La Blonde: Les icônes barbares de Pierre Soulages
de Lydie Dattas

critiqué par Septularisen, le 8 octobre 2017
(Luxembourg - 56 ans)


La note:  étoiles
Et dort dans les draps noirs des illuminations.
La Blonde (en fait un synonyme de la lumière au XVIIe Siècle), est un hommage, et bien plus je dois dire, au peintre Pierre SOULAGES, à qui la poétesse Lydie DATTAS voue une admiration sans limites.

Et lui a donc écrit ce petit livre de poèmes en prose – une petite centaine de pages -, composés de petits textes, d’une page et demie, sans titre, qui se suivent, avec très peu de virgules et de points, et qui semblent être comme des commentaires sur certains tableaux, comme si la poétesse regarde un tableau et en fait une critique, une photographie commentée. Attention, c’est tout sauf une étude! C’est plus une sorte de «méditation poétique », parfois un peu répétitive et un peu trop martelée – sans doute le seul point négatif du livre je dois dire -, sur la notion de peinture et ici spécifiquement de peinture noire et de la lumière qui s’y reflète.
Elle nous parle notamment de ces grands coups de lame (nature guerrière de cette peinture), que le peintre donne sur l’acrylique noir, pour lui donner des « cicatrices » et ainsi accrocher la lumière. Elle nous fait dès lors entrer dans l’œuvre du peintre d’une façon tout à fait inhabituelle, par l’émotion esthétique, par la beauté de l’ordre – presque militaire – qui s’y trouve.
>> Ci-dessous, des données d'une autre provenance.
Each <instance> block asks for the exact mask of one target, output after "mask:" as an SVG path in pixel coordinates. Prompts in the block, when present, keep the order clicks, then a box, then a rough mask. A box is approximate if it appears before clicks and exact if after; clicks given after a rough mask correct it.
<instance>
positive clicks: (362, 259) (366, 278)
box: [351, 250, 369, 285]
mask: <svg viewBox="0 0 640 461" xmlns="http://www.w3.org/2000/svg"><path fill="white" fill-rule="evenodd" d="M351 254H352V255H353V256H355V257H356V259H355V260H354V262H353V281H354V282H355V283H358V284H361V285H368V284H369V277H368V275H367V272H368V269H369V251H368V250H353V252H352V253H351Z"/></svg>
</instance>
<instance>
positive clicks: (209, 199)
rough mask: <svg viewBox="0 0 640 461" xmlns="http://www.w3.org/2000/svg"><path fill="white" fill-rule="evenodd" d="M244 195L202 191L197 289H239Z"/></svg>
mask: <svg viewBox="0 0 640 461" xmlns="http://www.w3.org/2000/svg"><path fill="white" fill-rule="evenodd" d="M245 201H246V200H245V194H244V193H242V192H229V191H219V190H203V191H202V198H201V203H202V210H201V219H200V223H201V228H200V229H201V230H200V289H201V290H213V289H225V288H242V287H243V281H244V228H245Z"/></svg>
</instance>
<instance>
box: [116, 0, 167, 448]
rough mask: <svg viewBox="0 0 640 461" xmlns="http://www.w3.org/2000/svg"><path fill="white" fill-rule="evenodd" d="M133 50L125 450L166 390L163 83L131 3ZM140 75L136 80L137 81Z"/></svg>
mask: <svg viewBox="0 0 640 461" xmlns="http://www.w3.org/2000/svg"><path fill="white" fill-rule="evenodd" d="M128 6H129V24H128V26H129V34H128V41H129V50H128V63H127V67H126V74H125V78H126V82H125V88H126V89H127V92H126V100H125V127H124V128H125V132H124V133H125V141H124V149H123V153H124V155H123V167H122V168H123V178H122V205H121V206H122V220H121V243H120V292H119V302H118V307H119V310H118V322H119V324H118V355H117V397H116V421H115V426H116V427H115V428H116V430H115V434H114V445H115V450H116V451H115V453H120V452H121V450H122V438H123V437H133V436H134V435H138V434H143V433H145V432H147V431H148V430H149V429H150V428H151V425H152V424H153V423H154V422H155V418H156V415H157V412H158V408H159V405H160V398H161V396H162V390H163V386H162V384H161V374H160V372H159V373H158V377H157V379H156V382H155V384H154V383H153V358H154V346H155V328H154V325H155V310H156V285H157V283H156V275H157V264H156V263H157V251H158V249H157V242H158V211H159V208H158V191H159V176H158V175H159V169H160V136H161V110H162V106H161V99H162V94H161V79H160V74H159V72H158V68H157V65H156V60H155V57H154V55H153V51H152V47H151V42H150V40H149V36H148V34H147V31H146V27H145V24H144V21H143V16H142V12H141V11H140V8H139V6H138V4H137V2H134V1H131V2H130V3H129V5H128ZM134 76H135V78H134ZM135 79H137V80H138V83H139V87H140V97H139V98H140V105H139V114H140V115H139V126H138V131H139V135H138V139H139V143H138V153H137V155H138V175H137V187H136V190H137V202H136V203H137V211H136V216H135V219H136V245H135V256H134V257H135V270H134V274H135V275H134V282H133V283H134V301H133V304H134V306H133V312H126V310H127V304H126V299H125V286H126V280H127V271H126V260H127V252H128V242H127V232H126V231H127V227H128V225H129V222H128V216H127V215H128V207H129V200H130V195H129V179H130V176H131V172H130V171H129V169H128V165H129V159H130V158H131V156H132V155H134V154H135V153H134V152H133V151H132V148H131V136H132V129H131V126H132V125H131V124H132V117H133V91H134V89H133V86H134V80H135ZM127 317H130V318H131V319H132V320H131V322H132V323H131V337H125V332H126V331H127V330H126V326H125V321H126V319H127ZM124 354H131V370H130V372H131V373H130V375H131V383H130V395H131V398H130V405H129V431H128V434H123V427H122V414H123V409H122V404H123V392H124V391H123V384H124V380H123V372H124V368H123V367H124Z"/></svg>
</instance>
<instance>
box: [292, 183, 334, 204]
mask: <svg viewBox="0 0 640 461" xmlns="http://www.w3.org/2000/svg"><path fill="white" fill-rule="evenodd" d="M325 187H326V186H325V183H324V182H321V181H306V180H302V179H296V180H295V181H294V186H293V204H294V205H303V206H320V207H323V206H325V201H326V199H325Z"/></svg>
C’est très beau, la langue est choisie, ciselée, les mots sont choisis, forgés. J’ai notamment beaucoup apprécié les différentes façons de parler de la peinture de Pierre SOULAGES. Ainsi p. ex. Lydie DATTAS nous parle des «icônes barbares», mais aussi des «icônes byzantines», des «guerriers sacrifiés», des «géants bitumés», du «roi barbare», du «maître du noir», le «Visionnaire du Noir», la «nuit noire», le «Voyant», le «grand Prêtre» qui préside du «miracle outrenoir», le «soudeur d’astre», le «fauconnier solaire», les «nuits rectangulaires»…

Ce sont des textes très profonds, qui semblent venir d’un abîme aussi profond et aussi noir que celui de la couleur fétiche du peintre dont Lydie DATTAS fait l’éloge. C’est fulgurant, direct, fort, violent, sans fioritures, brut de décoffrage. Mais disons-le sans hésitation, très beau, et sans aucun doute l’œuvre d’un des plus grands poètes français de notre époque. Dommage que Lydie DATTAS soit si peu connue et si peu lue.

Laissons la parole au poète :

Le MIRACLE OUTRENOIR apparaît dans un monde qui s’enténèbre de clarté. Né du ratage d’une toile il fait de l’imprévisible son dieu. Plus stupéfiant que les paysages de lave noire de Mars ou que le soleil de minuit, sa vérité changeante défie la logique des savants. Dans la classe d’où l’écriture à la main est bannie, sous l’éclairage nazi des écrans, l’enfant acalculique est désigné clochard. Braquant sur l’Éternel le projecteur des gardes à vue, la science le soumet à la question, réduisant la foudre à un phénomène électrique et l’amour à une composante chimique. Chaque fois qu’un scientifique dissèque une goutte d’eau ou crucifie une étoile, le maître épaissit leur mystère, retrouvant le processus de la création pour transcender par l’esprit. quand le progrès rétrécit l’univers la Blonde en fait craquer les coutures, faisant fleurir ses bourgeons de réserve. Ignorant les fausses preuves de l’inexistence divine, les Barbares s’émerveillent des astres tournant dans le vide nocturne comme des boules de Noël. Dans la salle d’autopsie du musée, les conservateurs décrivent les saintes écorchures du tableau avec une minutie de médecins légistes. Sur la table d’acier l’Inconsolable ardoit de toute sa blondeur d’ange.